EDIT: There are two linearly independent solutions in power series around $x=1$:
$ 1+\frac{1}{2} \left( x-1 \right) ^{2}+{\frac {1}{96}}\, \left( x-1 \right) ^ {4}-{\frac {1}{320}}\, \left( x-1 \right) ^{5}+{\frac {61}{46080}}\, \left( x-1 \right) ^{6}-{\frac {863}{1290240}}\, \left( x-1 \right) ^ {7}+{\frac {62581}{165150720}}\, \left( x-1 \right) ^{8}-{\frac { 2767907}{11890851840}}\, \left( x-1 \right) ^{9}+{\frac {192672359}{ 1268357529600}}\, \left( x-1 \right) ^{10} + \ldots $ and $ x-1+\frac{1}{12}\, \left( x-1 \right) ^{3}-{\frac {1}{96}}\, \left( x-1 \right) ^{4}+{\frac {7}{1920}}\, \left( x-1 \right) ^{5}-{\frac {73}{ 46080}}\, \left( x-1 \right) ^{6}+{\frac {2087}{2580480}}\, \left( x-1 \right) ^{7}-{\frac {76093}{165150720}}\, \left( x-1 \right) ^{8}+{ \frac {6754511}{23781703680}}\, \left( x-1 \right) ^{9}-{\frac { 706941917}{3805072588800}}\, \left( x-1 \right) ^{10} + \ldots $
I would expect these series to have radius of convergence $1$, with singularities at $0$, but the solutions should extend analytically to $(0,\infty)$.
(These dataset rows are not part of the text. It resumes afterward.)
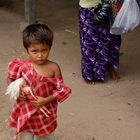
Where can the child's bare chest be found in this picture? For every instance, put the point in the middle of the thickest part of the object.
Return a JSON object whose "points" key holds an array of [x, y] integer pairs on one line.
{"points": [[45, 71]]}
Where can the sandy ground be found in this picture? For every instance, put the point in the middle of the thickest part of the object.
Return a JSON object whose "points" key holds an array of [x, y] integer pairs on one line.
{"points": [[104, 111]]}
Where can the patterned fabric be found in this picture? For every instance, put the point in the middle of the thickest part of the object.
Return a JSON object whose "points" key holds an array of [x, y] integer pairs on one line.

EDIT: if $f$ satisfies the equation on $(a,b)$, $0 < a < 1 < b < \infty$, then $f(1) + f'(1) x + \int_1^{\sqrt{x}} 2 (x - u^2) u f(u)\ du$ satisfies the equation on $(a^2, b^2)$, and agrees with $f$ on $(a,b)$. So if there is a solution on a neighbourhood of $1$, there is a solution on $(0,\infty)$.